Samples for chromatographic purification should be clear and free from particulate matter. Simple steps to clarify a sample
before beginning purification will avoid clogging the column, may reduce the need for stringent washing procedures and can
extend the life of the chromatographic medium.
Sample preparation techniques should ensure that components known to interfere with binding (the interaction between the
target molecule and the ligand) are removed. Since affinity chromatography is a binding technique, the sample volume does
not affect the separation as long as conditions are chosen to ensure that the target protein binds strongly to the ligand.
It may be necessary to test for a flow rate that gives the most efficient binding during sample application since this parameter
can vary according to the specific interaction between the target protein and the ligand and their concentrations.
The column must be pre-equilibrated in binding buffer before beginning sample application. For interactions with strong
affinity between the ligand and the target molecule that quickly reach equilibrium, samples can be applied at a high flow
rate. However, for interactions with weak affinity and/or slow equilibrium, a lower flow rate should be used. The optimal
flow rate to achieve efficient binding may vary according to the specific interaction and should be determined when necessary.
When working with very weak affinity interactions that are slow to reach equilibrium, it may be useful to stop the flow
after applying the sample to allow more time for the interaction to take place before continuing to wash the column. In some
cases, applying the sample in aliquots may be beneficial.
There is no generally applicable elution scheme for all affinity media. Reference to manufacturer's instructions, the scientific
literature and a few simple rules should result in an effective elution method that elutes the target protein in a concentrated
form. Elution methods may be either selective or non-selective, as shown below.
The simplest case. A change of buffer composition elutes the bound substance without harming either it or the ligand.
Extremes of pH or high concentrations of chaotropic agents are required for elution, but these may cause permanent or
Methods 3 and 4
Specific elution by addition of a substance that competes for binding. These methods can enhance the specificity of media
that use group-specific ligands.
It is not possible to specify a single optimal flow rate in affinity chromatography because dissociation rates of ligand/target
molecule interactions vary widely. For ready to use affinity media follow the manufacturer's instructions and optimize further
- determine the optimal flow rate to achieve efficient binding
- determine the optimal flow rate for elution to maximize recovery
- determine the maximum flow rate for column re-equilibration to minimize total run times
To obtain sharp elution curves and maximum recovery with minimum dilution of separated molecules, use the lowest acceptable
Analysis of Results and Further Steps
The analysis of results from the first separation can indicate if the purification needs to be improved to increase the yield,
achieve higher purity, speed up the separation or increase the amount of sample that can be processed in a single run.

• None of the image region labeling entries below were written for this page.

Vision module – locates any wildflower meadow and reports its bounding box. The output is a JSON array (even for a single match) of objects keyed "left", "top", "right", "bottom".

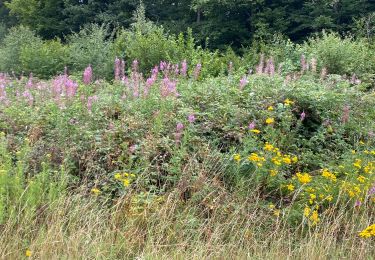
[{"left": 0, "top": 2, "right": 375, "bottom": 259}]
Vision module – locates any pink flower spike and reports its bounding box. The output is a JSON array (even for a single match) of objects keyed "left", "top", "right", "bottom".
[
  {"left": 83, "top": 65, "right": 92, "bottom": 85},
  {"left": 188, "top": 114, "right": 196, "bottom": 124},
  {"left": 249, "top": 121, "right": 256, "bottom": 130}
]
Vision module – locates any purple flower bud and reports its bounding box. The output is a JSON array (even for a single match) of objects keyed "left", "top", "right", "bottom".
[
  {"left": 240, "top": 76, "right": 249, "bottom": 90},
  {"left": 194, "top": 63, "right": 202, "bottom": 80},
  {"left": 249, "top": 121, "right": 256, "bottom": 130},
  {"left": 115, "top": 57, "right": 121, "bottom": 80},
  {"left": 129, "top": 144, "right": 137, "bottom": 153},
  {"left": 180, "top": 60, "right": 187, "bottom": 77},
  {"left": 176, "top": 122, "right": 184, "bottom": 133},
  {"left": 255, "top": 54, "right": 264, "bottom": 75},
  {"left": 368, "top": 183, "right": 375, "bottom": 196},
  {"left": 83, "top": 65, "right": 92, "bottom": 85},
  {"left": 188, "top": 114, "right": 195, "bottom": 124},
  {"left": 341, "top": 106, "right": 350, "bottom": 124}
]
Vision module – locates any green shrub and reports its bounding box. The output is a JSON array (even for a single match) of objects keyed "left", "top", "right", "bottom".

It is generally recommended to follow any affinity step with a second technique, such as a high resolution gel filtration
to remove any aggregates, or ligands that may have leached from the medium. The chromatogram will also give an indication
of the homogeneity of the purified sample. Alternatively, a desalting column that gives low resolution, but high sample capacity,
can be used to quickly transfer the sample into storage buffer and remove excess salt.
Example in Practice
The goal of affinity chromatography is to separate all the molecules of a particular specificity from the whole gamut of molecules
in a mixture such as a blood serum. For example, the antibodies in a serum sample specific for a particular antigenic determinant
can be isolated by the use of affinity chromatography.
An immunoadsorbent is prepared. This consists of a solid matrix to which the antigen (shown in blue) has been coupled
(usually covalently). Agarose, sephadex, derivatives of cellulose, or other polymers can be used as the matrix.

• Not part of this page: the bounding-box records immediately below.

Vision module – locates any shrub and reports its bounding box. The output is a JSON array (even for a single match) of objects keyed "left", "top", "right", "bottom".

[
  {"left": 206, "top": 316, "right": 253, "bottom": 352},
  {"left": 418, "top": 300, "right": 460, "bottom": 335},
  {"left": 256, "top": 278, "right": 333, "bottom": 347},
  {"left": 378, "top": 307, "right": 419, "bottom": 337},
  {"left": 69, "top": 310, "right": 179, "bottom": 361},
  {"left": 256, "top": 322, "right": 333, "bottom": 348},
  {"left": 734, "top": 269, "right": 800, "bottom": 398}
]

The serum is passed over the immunoadsorbent. As long as the capacity of the column is not exceeded, those antibodies
in the mixture specific for the antigen (shown in red) will bind (noncovalently) and be retained. Antibodies of other specificities
(green) and other serum proteins (yellow) will pass through unimpeded.
Elution. A reagent is passed into the column to release the antibodies from the immunoadsorbent. Buffers containing a
high concentration of salts and/or low pH are often used to disrupt the noncovalent interactions between antibodies and antigen.
A denaturing agent, such as 8 M urea, will also break the interaction by altering the configuration of the antigen-binding
site of the antibody molecule.
Another, gentler, approach is to elute with a soluble form of the antigen. These compete with the immunoadsorbent for
the antigen-binding sites of the antibodies and release the antibodies to the fluid phase.
Dialysis. The eluate is then dialyzed against, for example, buffered saline in order to remove the reagent used for elution.